There was only one passenger sitting in the dining car. He was a man like me in his middle years. He nodded immediately, with a friendliness that two solitary travelers sometimes grant each other, so that I continued in his direction, shaking out my raincoat as I went. I hesitated, as if the possibility existed that I would sit at my own table, next to my own dark window. But he gestured at the seat across from him and in an accented German – on the assumption I suppose that I was on my way to Berlin – said, “Sit here, my friend, and we will wait for the dawn together.”

The night waiter brought me my dark, thick Turkish coffee and sweet Greek rolls. My new acquaintance, a Hungarian and by coincidence also an engineer, continued with the second half of a bottle of a good German Riesling. We talked about our children, our careers, our youthful dreams, and as the first grey of dawn revealed the dark hills on the left side of the train – with the help of a second bottle of the German Riesling – we moved on to the most painful loves we had ever known.

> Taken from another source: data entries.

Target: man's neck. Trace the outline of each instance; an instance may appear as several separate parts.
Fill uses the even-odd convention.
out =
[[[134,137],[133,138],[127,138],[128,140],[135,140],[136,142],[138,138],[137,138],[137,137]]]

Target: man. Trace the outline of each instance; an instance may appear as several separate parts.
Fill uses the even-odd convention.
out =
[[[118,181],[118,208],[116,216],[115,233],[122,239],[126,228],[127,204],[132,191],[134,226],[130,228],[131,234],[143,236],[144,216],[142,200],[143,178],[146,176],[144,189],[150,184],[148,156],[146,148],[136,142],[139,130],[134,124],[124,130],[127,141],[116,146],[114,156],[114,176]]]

His was a seventeen-year old beauty who was a gifted painter and was bound for art school in Budapest, and was the kindest, sweetest, most gentle and joyful person he had ever known. She had begun coughing during their encounters, in secret spots known only to them, in the meadows and woods, and as time went by, she grew paler and paler, lost weight, and in a year was dead from tuberculosis. After they buried her, on a brilliant Indian summer day, at the side of a quiet lake, in a clearing surrounded by ancient beech trees, her mother led him back to the house and indicated a large flat package that Sophie had intended him to have.

He returned to the university on the night train and sat down in his small student room. He placed beeswax candles, two of them, one on each side of the package. When dawn came many hours later, he carefully removed the common string and thick brown paper, and found a portrait of himself and Sophie, together – golden, young, and glowing in a way that kept him staring, until the first rays of morning sun rose up and flow over the edge of the frame.

“Just the way the sun has found our table at this very moment, my patient friend,” he said.

At that, the conductor entered the dining car, came half way to the table and said somewhat conspiratorially, I thought, “We’re here.” My acquaintance stood up, left a large bill on the table, gathered his coat and small canvas traveling bag, shook my hand graciously, and left the car. The Soplon Express slowed, shuddered almost to a stop, then immediately glided forward again, accelerating, as smooth as the smoothest European technology.

From the window next to the table, on the left side of the train, I saw him descending on a path toward a village with an onion dome church, some distance below the level of the rail bed, still un-touched by the sun. On the trail, climbing toward him, I saw a lovely poised woman reach both hands out to him, then hold him in her arms. Two children held his legs, one on each side. And while the angle of my view still made it possible, and by learning forward and pressing my head against the far edge of the window, I saw him turn and wave at me, with the same cordiality he had offered me when I entered the dining car, in that cold dark period of night before dawn.”

I turned off the light and closed the diary. In the grey light outside beyond my window, I could see Edwin standing motionless in his pajamas, barefoot, where it must have been quite cold, staring at something he appeared to be seeing. Each time that day, when he drifted by, he stopped and turned toward me and raised his bushy white eyebrows, as if asking a question. And each time I nodded my head and said, “Yes, I think I understand. Yes, I think I know why.”

A week later, he lay down and died, out on the lawn, in the same spot, in the cold of the early morning. They closed his eyes, but it took some time before they could make him lower his brows. For a while, I thought they had been raised for my benefit. But as the years have gone by, I have come to think that, in the moment, his brows might have been asking a different question, one directed toward himself, or perhaps toward someone he had loved, and still loved – first during his life, then right on into that long period when he no longer existed, but had not yet stopped living.